The utility model relates to a vehicle collision detects technical field, especially relates to a strain measurement device.

Background

The automobile crash test is an important link in automobile design and production. When a front collision test is performed on an automobile, deformation of a vehicle body mainly occurs in an engine compartment, and energy absorbing members in the engine compartment mainly include a front side member and a roof side member, and these structures absorb collision energy through axial crushing and bending deformation. At present, acceleration sensors are mainly arranged at partial characteristic positions such as the front part of a longitudinal beam, the middle part of the longitudinal beam, the rear part of the longitudinal beam and the like, a simulation model is checked by taking collected actual acceleration data as parameters, and the strain condition of the partial characteristic positions is calculated by the simulation model.

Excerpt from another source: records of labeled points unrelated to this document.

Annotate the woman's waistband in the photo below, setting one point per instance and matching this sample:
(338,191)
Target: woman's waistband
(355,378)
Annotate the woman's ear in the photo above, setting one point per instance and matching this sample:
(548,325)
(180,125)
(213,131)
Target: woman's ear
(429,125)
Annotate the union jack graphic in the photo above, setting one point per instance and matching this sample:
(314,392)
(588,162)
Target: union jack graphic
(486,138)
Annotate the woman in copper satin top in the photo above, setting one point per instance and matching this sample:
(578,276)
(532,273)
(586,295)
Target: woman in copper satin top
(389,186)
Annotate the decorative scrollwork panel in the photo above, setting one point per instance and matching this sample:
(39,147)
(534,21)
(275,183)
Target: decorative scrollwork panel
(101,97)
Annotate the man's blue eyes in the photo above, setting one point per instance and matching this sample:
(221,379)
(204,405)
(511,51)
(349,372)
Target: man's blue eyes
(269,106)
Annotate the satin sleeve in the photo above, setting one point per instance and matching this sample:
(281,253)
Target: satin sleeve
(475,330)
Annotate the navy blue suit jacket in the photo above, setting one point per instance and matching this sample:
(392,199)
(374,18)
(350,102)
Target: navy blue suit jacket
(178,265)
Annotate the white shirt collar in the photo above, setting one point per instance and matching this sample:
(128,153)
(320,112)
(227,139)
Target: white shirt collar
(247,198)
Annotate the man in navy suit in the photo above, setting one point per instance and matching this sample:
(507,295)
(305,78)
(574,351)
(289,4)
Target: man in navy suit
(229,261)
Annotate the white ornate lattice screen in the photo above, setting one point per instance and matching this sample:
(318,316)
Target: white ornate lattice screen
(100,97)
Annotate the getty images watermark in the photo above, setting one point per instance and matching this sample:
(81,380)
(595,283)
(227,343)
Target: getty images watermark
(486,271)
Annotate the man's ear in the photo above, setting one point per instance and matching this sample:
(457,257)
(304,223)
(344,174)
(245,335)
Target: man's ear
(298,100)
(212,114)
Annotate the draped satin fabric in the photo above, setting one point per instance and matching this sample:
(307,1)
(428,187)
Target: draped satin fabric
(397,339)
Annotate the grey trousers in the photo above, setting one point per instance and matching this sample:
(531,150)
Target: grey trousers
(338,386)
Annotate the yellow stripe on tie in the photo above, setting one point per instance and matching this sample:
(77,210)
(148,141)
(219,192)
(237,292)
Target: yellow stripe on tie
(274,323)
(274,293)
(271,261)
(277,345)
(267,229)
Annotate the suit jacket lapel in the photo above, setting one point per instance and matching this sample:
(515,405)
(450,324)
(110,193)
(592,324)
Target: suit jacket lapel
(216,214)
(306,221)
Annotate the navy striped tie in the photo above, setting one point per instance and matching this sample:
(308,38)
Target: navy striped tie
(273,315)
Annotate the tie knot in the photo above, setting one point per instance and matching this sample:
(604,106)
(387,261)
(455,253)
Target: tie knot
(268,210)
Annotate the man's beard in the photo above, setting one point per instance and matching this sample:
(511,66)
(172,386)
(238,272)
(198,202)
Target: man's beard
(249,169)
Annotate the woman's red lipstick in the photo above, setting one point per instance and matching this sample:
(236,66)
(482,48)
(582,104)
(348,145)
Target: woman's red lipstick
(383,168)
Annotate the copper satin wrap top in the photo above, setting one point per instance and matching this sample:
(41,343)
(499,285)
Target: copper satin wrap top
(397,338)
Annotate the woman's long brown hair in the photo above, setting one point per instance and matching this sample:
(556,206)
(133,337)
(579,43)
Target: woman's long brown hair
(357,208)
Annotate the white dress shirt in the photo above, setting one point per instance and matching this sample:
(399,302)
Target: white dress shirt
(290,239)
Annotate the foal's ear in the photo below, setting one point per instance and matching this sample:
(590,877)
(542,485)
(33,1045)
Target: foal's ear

In the prior art, a three-coordinate measuring machine dotting measurement method is adopted to measure the coordinates of the characteristic points before and after the test to calculate the data of the collision test, but the method can only be used for statically measuring the change of the coordinates of the characteristic points before and after the test and cannot detect the whole process of the position strain of the characteristic points; the pull-wire type displacement sensor is also used for measuring data of a collision test, but the pull-wire type displacement sensor can only measure large deformation displacement variation, cannot detect variation of small strain and measure strain of a high-strength dynamic impact resistance test, and is low in measurement precision.

SUMMERY OF THE UTILITY MODEL

The utility model aims at overcoming prior art's not enough, providing a strain measurement device, the process of the small meeting an emergency in structural feature point position can be observed to the strain measurement device who adopts this application by the high accuracy, and possesses the anti high strength dynamic impact's of reply bump test performance.

In order to achieve the above object, the present invention provides a strain measuring device, which comprises a full-bridge module, a connector and a data collecting device electrically connected to the connector;

the full-bridge module comprises a first resistor, a second resistor, a first strain gauge and a second strain gauge which are sequentially and electrically connected end to end;

a first wiring port is reserved between the first resistor and the second resistor, a second wiring port is reserved between the first strain gauge and the second strain gauge, and the connector is connected with the first wiring port and the second wiring port simultaneously;

a third wiring port is reserved between the first resistor and the first strain gauge, a fourth wiring port is reserved between the second resistor and the second strain gauge, and the connector is connected with the third wiring port and the fourth wiring port simultaneously.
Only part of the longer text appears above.